Much has been made in recent months about the number of suspensions of Seattle Seahawks players for performance enhancing drug use. The Seahawks have had five players since 2011 get popped for taking banned substances, not including All-Pro corner Richard Sherman who got his suspension dropped on a technicality after appealing. Brandon Browner, Sherman’s partner in crime in the secondary, got his own 4-game ban and defensive end Bruce Irvin is the latest casualty. Irvin will sit out the first 4 games of next season for his positive test.
What’s interesting about these suspensions is that they don’t concern what I would typically consider a “performance enhancing” substance. For me, when I hear that term, the word that immediately comes to mind is “steroid.” However, in most of the cases with the Seahawks players, they were suspended for taking Adderall, prescription medication normally used to treat Attention Deficit Disorder.
San Francisco 49ers coach Jim Harbaugh ruffled feathers recently when he came out critical of the Seahawks suspensions.

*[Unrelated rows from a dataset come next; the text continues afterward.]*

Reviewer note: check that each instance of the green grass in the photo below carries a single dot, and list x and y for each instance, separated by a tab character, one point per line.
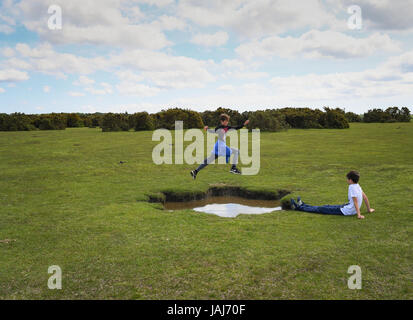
67	201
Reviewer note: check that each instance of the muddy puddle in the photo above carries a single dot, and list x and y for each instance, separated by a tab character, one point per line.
226	206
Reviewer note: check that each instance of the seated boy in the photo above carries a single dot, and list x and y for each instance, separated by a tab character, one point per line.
355	198
220	148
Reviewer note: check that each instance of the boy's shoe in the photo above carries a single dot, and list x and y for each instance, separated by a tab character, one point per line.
294	205
299	201
235	170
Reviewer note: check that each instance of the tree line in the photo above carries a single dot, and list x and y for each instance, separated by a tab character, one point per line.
265	120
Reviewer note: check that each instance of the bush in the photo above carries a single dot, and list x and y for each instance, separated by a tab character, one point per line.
52	121
73	120
392	114
303	118
166	118
141	121
211	118
334	119
352	117
268	120
115	122
16	122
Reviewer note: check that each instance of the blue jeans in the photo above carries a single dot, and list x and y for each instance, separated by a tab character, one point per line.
322	209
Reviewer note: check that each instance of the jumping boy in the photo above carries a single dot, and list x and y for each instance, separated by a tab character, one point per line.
220	148
355	198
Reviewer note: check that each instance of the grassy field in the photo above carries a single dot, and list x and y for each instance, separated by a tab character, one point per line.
65	200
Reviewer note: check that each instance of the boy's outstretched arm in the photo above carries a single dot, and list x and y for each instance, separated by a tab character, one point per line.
366	200
356	205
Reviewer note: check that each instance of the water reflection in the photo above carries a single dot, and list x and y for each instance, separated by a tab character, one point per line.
228	207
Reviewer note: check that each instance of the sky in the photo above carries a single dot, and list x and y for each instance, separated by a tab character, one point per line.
149	55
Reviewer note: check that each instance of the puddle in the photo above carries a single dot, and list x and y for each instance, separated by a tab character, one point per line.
226	206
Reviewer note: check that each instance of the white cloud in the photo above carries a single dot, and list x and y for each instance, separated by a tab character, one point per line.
76	94
6	29
105	88
226	87
86	22
83	81
12	75
385	14
257	18
169	23
211	40
7	52
137	89
317	44
158	3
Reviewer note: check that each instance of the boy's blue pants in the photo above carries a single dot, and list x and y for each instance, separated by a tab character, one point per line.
322	209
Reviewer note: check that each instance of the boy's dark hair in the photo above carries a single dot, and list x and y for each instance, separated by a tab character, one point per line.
353	176
224	117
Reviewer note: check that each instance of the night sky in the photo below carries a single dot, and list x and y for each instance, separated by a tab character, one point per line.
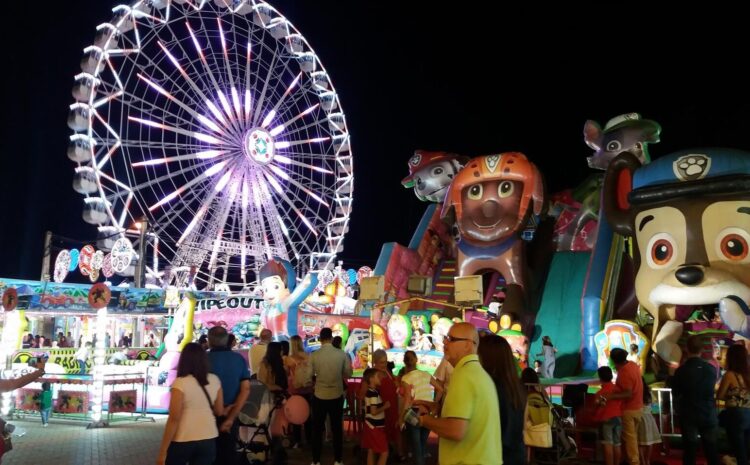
475	78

“''It has no place in an athlete's body. Play by the rules,'' Harbaugh said. ''You always want to be above reproach, especially when you're good, because you don't want people to come back and say, 'They're winning because they're cheating.’”
Are players using Adderall to gain a mental edge while studying, or are they actually taking it before games so they are more locked in on the field? The debate is an interesting one, and I’m not sure it’s gotten enough attention. Washington Redskins wide out Pierre Garcon seems to think that Adderall can go a long way in giving players a competitive edge.
“I guess some guys abuse it,” Garcon said. “There are ways, as any drug can be abused from pain relievers to Adderall to whatever else they need to help them perform on Sunday or perform better on Sundays. Some guys do need it to stay up in meetings and to learn the plays, to study plays, but it can be abused on the field.”
Really, Pierre? On the field? Are NFL players really popping Adderall in the locker room before games before they take the field? Is a hyper-focused Richard Sherman really able to cover receivers better because he’s swallowing ADD pills? I suppose it’s possible. However, even with my lack of knowledge on the subject, it initially seemed unlikely to me that Brandon Browner is taking Adderall before he steps on the field in a conscious attempt to gain a distinct competitive edge over an all-natural gym rat like Vernon Davis. Don’t get me wrong, I greatly enjoy the visual of the entire Seahawks secondary standing in a circle before a game, cackling maniacally as they gobble down a bottle of Adderall before using their extreme focus levels to cut down Michael Crabtree. It sounds silly but after looking into a little bit, it might actually have more truth to it than you would think. Garcon seems to be fairly confident that Adderall can have on-field benefits. And according to former World Anti-Doping Committee Chairman Dr. Gary Wadler, evidence exists that suggests that Adderall can “increase alertness, aggressiveness, attention and concentration.”
Either way, the sentiments expressed by Harbaugh and Garcon ring as slightly disingenuous. Should NFL players be taking Adderall? No. At the very least, I am willing to believe that a player who is able to study film and plays longer could gain an edge when it comes to on-field play. Fair enough. But Harbaugh’s holier-than-thou cheater speech doesn’t carry as much weight for me when we’re talking about ADD medication as opposed to steroids.
Of course, the discussion runs even deeper than this. Players are allowed to say that they tested positive for a particular substance and the NFL can’t refute them or release what they were actually taking. This means Sherman could have tested positive for a steroid or other stimulant and just said it was Adderall so it didn’t look like he was juicing. This casts an immediate cloud of skepticism over any player who claims to have been taking Adderall, when we all know full well that they could say that they tested positive for a Dorito taco from Taco Bell and the NFL isn’t allowed to confirm or deny it either way.
For the sake of argument, let’s just say Brandon Browner was, in fact, taking Adderall. Even if the point can be made that it’s not a conventional performance enhancer, I have a hard time sympathizing with the guy for one simple reason: He knew it was a banned substance and he took it anyway. As an NFL player, it’s just part of your job to know what you’re ingesting. As a fan, my irritation with Browner wouldn’t stem from the idea that he was cheating. I’d be irritated because he missed crucial games late in the season because he’s taking medication my roommate takes to try and do 4 months of reading in an hour and a half.
I realize the competitive nature of the league and even the smallest of edges can make a huge difference. Seahawks players deserve their suspensions. But let’s not have a Barry Bonds-esque freak out and start campaigns to put asterisks in the record books. We should chastise them for their poor judgment and incredible lack of forethought and risk analysis. We should chastise them for stupidity. But anyone discounting the Seahawks because they’re “cheaters” is kidding themselves. Richard Sherman and Brandon Browner are primed to be one of the most lethal secondary duos in the league next year and when they are, it probably won’t be because they’re taking more ADD meds than their opponents. Either way, the debate is a new and intriguing variable that we now have to consider when discussing PEDs.